“In the midst of all you had to do!”
“Was it not a part? ‘All in the day’s work’ is a good proverb.”
“What did you say to her?”
“I asked her if she would come up into the country with my sister, to a home among great, still, beautiful hills, and take care of her baby, and some flowers.”
“It was like asking her to come home—to God!”
“Yes,—I think it was asking her God’s way. How can we, standing among all the helps and harmonies of our lives, ask them to come straight up to Him,—His invisible unapproachable Self,—out of the terrible darkness and chaos of theirs? There are no steps.”
“Tell me more about the steps you have been making—in the hills. You said ‘flowers.’”

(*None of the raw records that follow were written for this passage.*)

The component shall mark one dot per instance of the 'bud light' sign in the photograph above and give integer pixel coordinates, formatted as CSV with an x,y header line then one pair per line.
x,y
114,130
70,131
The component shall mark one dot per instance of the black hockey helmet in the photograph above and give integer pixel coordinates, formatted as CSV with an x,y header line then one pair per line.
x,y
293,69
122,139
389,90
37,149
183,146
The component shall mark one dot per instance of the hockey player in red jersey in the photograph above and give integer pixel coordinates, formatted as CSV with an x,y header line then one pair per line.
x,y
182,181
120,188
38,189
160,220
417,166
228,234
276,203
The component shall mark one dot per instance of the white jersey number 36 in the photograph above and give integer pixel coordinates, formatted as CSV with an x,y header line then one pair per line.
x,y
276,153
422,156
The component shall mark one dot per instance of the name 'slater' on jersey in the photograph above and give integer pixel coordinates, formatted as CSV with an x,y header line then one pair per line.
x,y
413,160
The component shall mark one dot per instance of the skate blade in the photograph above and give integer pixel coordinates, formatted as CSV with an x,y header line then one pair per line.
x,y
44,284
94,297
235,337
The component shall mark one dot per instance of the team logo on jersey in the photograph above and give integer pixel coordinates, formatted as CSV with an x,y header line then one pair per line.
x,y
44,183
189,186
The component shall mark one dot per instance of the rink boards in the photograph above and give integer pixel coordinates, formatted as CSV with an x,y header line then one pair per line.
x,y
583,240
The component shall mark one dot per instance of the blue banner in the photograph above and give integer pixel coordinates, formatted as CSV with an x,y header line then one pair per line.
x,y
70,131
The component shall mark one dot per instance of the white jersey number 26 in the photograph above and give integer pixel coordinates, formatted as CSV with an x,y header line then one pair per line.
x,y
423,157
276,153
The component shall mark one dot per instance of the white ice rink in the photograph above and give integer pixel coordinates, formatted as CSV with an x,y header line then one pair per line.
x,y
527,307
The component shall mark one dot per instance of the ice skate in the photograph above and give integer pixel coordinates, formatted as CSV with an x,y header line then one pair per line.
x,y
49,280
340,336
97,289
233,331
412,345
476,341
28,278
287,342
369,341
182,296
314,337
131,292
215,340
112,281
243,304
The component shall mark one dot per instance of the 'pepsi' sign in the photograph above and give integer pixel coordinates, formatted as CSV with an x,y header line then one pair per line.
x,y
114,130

“Yes; there will be a conservatory. I must have them all the year through; the short summer gardening would not be ministry enough. Beyond the Chapel Rock runs back a large new wing, with sewing and living rooms; they only wait good weather for finishing. A dozen women can live and work there. As they grow fit and willing, and numerous enough to colonize off, there are little houses to be built that they can move into, set up homes, earn their machines, and at last, in cases where it proves safe and wise, their homes themselves. I shall provide a depot for their needlework in the city; and as the village grows it will create a little demand of its own. Mr. Thayne is going to build the cottages, and he and I have contracted for the seven miles of railroad to Tillington, as a private enterprise. The brickmaking is to begin at once; we shall do something for the building of the new, fire-proof Boston. Your thought is growing into a fact, Miss Desire; and I think I have not forgotten any particular of it. Now, I have come back to you for more,—a great deal more, if I can get it. First, a name.